When Porter Airlines takes off from Toronto City Centre Airport some time in the next couple of months, systems hosted by Navitaire Inc. will be handling reservations and helping manage the money. 

Like most startup airlines and even a good many more established carriers, Porter will be relying heavily on hosted systems rather than software running in an in-house data centre to manage those operations.

The company will be based at the airport on the Toronto islands, a short ferry ride from downtown Toronto. Its first flights will connect Toronto City Centre with Ottawa, said Robert Deluce, Porter’s president and chief executive. Over time Porter plans to expand its services to 17 Canadian and U.S. cities, all within a 500-nautical-mile radius of Toronto.

They will include Montreal, New York, Chicago, Washington and some smaller centres in northern Ontario, Deluce said. Porter’s parent company, Regco Holdings Inc., has placed a firm order for 10 of Bombardier Inc.’s 70-passenger Q400 aircraft, with an option to buy 10 more. The airline has about 85 employees now and will have about 200 by the time service begins in late summer or early fall, said Deluce.

Porter will be using Navitaire’s New Skies reservation system, its SkyPrice revenue management system and its SkyLedger ticketless revenue accounting system. All are hosted by the Minneapolis-based subsidiary of consulting firm Accenture Inc. in its own data centre.

Telus Corp. will be helping Porter integrate the Navitaire offerings with other systems, Deluce said.

Deluce said the hosted approach “makes a lot of sense” for airlines in startup mode. The New Skies reservation system is based on a system called Open Skies, developed for  JetBlue Airways. Navitaire acquired it in 2001, according to Susan Edelman, Navitaire’s director of marketing.

“I think it’s a system that not only works well for a typical low-cost carrier, but it’s also really a system that’s quite comprehensive and robust and can serve as an over-all reservation system for a company that’s focused – but not exclusively – on direct-to-Web bookings,” Deluce said of New Skies. 

New Skies ties in with the SkyPrice revenue management system, which Deluce said will help Porter allocate available seats to different fare levels. “It’s a pretty good means of controlling one’s inventory,” he said.

Besides the systems Porter has chosen, Navitaire offers hosted operations management and operations recovery systems, which deal with scheduling and getting flights back on time after delays, Edelman said. Porter has chosen to run systems in-house for those functions, Deluce said.

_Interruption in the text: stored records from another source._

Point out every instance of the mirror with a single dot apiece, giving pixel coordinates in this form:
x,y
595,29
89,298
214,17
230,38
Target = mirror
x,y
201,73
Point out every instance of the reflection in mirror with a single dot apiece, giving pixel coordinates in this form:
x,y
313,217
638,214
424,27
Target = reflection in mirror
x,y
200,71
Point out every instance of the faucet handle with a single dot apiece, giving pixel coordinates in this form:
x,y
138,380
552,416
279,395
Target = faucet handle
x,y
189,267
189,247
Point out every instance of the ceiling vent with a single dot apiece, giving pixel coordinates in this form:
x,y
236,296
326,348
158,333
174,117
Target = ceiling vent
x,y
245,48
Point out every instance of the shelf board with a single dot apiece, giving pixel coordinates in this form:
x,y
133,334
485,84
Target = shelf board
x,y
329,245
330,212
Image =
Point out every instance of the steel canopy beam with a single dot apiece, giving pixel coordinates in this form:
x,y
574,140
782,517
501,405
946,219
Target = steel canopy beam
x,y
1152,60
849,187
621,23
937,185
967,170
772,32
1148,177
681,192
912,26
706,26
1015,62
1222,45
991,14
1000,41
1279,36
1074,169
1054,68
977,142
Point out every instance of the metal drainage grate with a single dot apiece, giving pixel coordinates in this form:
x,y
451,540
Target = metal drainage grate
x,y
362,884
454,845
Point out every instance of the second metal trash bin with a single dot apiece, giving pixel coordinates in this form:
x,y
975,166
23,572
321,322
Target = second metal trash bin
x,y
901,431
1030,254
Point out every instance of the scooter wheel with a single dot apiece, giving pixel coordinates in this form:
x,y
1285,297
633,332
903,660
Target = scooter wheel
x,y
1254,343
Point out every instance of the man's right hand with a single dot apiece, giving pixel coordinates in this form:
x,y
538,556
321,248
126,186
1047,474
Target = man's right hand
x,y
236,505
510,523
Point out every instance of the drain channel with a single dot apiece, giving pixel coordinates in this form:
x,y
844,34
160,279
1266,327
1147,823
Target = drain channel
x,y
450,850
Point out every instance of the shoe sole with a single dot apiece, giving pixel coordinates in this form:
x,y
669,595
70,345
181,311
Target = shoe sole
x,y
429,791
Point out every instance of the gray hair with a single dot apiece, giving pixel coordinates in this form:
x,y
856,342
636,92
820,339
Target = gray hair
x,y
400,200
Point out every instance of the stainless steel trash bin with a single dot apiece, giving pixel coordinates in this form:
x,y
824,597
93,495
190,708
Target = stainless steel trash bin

Edelman said Navitaire’s customer list includes many startups and low-cost airlines, but even large carriers frequently outsource functions such as reservations, because those systems are complex and mission-critical, requiring expertise to ensure they are constantly available. Navitaire ensures this through fully redundant data-centre facilities and constant monitoring to spot incipient problems before they affect service, she said.

Navitaire grew out of an Accenture project to custom-develop a revenue accounting system – which became SkyLedger – for Northwest Airlines in the early 1990s. The other systems were added through the acquisition of four other companies, she said.